Le pôle Croissance de Genopole, qui se consacre à l’accompagnement des sociétés de biotechnologie engagées sur la voie de la commercialisation et de l’industrialisation, a organisé une immersion complète de plusieurs jours aux Emirats Arabes Unis.
En ce début d’année 2025, cinq sociétés innovantes en santé, ont eu l’opportunité de découvrir le marché des Emirats Arabes Unis. Cell-Environment, Innovhem, Ispiron, PREDIDIAB et Cementic (accompagnée en partenariat avec Spartners) ont bénéficié de cet appui précieux de Genopole pour poser les premiers jalons d’un développement dans la Péninsule arabique pour consolider leur business.
S’aventurer seul sur un marché international, sans références ni contacts, s’avère très compliqué pour une startup. C’est l’intérêt de la démarche groupée entreprise par Genopole : permise par l’utilisation d’un fonds de revitalisation essonnien, la mission exploratoire menée à Dubaï fin janvier, a permis à cinq startups génopolitaines de sonder, au plus près du terrain, la réalité du marché Santé émirati, ses spécificités et ses opportunités.
Ce déplacement s’inscrit dans la continuité de missions conduites dans la Péninsule arabique depuis 2023, mais sous un nouveau format.
Genopole a décidé cette année de s’adosser à un acteur majeur de l’écosystème tech local, situé en plein cœur de Dubaï : l’incubateur In5 financé par l’Etat des Emirats arabes unis pour booster l’émergence d’innovations tech dans le pays.
Les matinées se sont déroulées à In5 et les après-midis étaient consacrées à la prospection de distributeurs, d’investisseurs et d’industriels, au congrès international Arab Health, le plus grand événement centré sur les dispositifs médicaux de la région du Golfe, où convergent 300 000 visiteurs du monde entier (startups, grands groupes, investisseurs, fournisseurs, médecins, hôpitaux…).
S’entourer de partenaires pour mieux comprendre le marché local
L’immersion dans l’incubateur In5 a offert aux startups accompagnées un programme riche d’enseignements et de rencontres, afin d’appréhender les particularités du marché santé aux Emirats.
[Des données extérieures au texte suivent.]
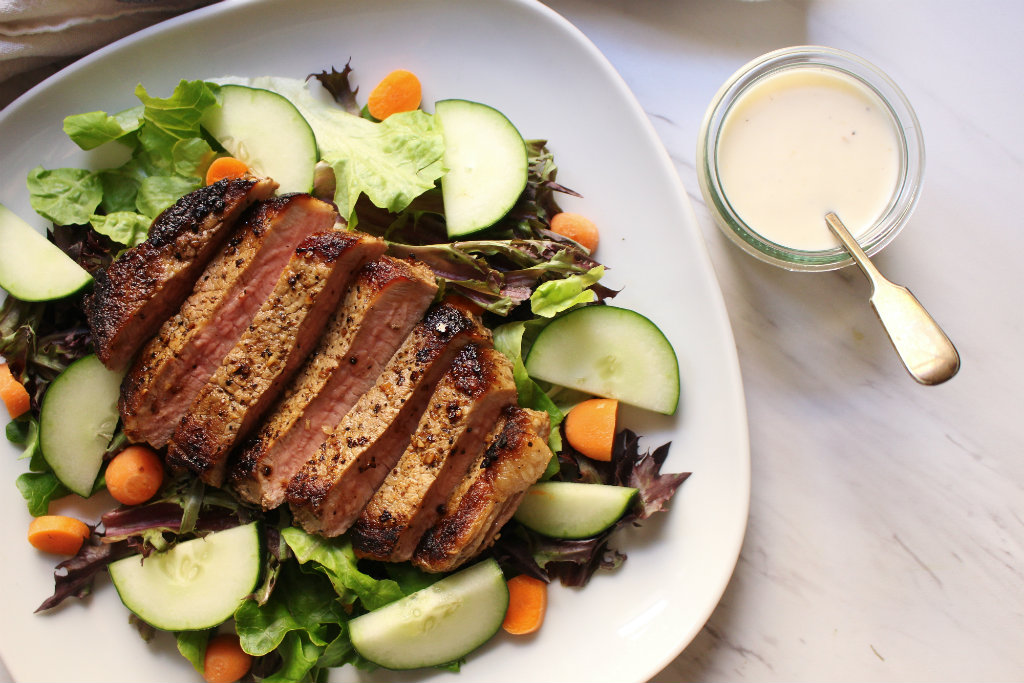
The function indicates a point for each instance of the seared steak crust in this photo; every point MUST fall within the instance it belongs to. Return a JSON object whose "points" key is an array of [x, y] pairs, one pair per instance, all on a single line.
{"points": [[464, 408], [515, 458], [173, 367], [330, 489], [283, 332], [385, 301], [133, 297]]}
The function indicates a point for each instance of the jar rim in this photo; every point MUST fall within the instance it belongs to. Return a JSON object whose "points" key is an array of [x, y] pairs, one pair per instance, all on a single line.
{"points": [[911, 153]]}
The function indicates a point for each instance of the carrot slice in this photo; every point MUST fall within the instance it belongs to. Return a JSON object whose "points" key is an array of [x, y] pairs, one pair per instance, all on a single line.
{"points": [[398, 91], [590, 427], [577, 227], [225, 167], [527, 602], [57, 534], [13, 393], [225, 662], [134, 475]]}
- Comprendre l’ambition des Emirats Arabes Unis
La santé est un enjeu phare des Emirats Arabes unis, l’un des six axes prioritaires du plan d’investissement national. L’ambition est de développer une offre de santé moins dépendante des importations étrangères et adaptée à des problématiques préoccupantes de vieillissement de la population et de prévalences de surpoids (68%) et d’obésité (37,2%) parmi les plus importantes au monde…
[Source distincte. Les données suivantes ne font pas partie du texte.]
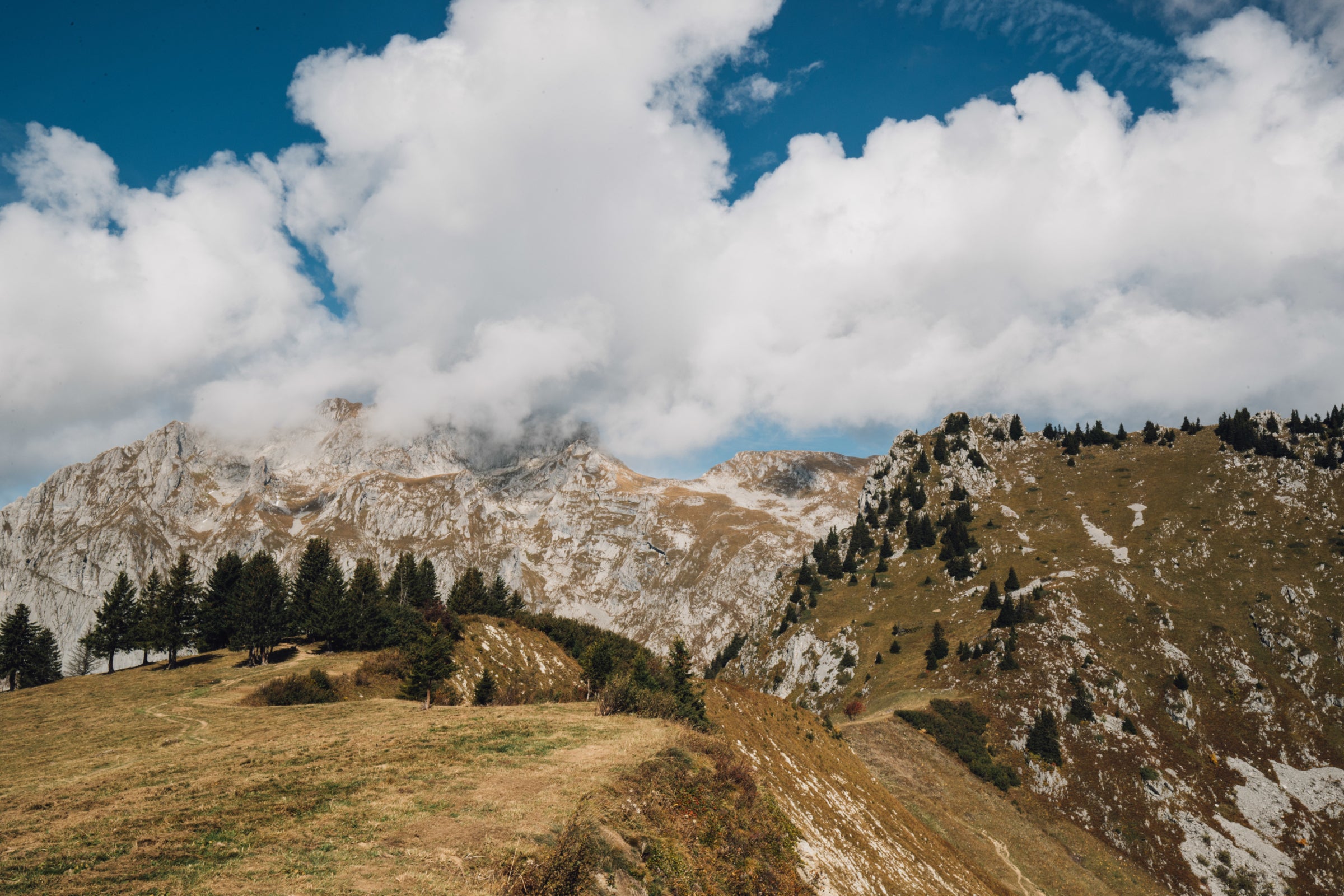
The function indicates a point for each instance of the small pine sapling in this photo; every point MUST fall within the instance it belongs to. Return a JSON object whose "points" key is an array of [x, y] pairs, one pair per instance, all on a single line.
{"points": [[486, 688], [1043, 739]]}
Le marché de la santé émirati, 2e de la région après l’Arabie Saoudite, est chaque année en croissance (18,4 milliards d’euros en 2022). La volonté de l’Etat est d’augmenter la production locale de médicaments et de dispositifs médicaux, actuellement très limitée, en incitant des sociétés étrangères à s’établir, à former des collaborateurs et à commercialiser sur place … conditions de leur soutien, notamment financier.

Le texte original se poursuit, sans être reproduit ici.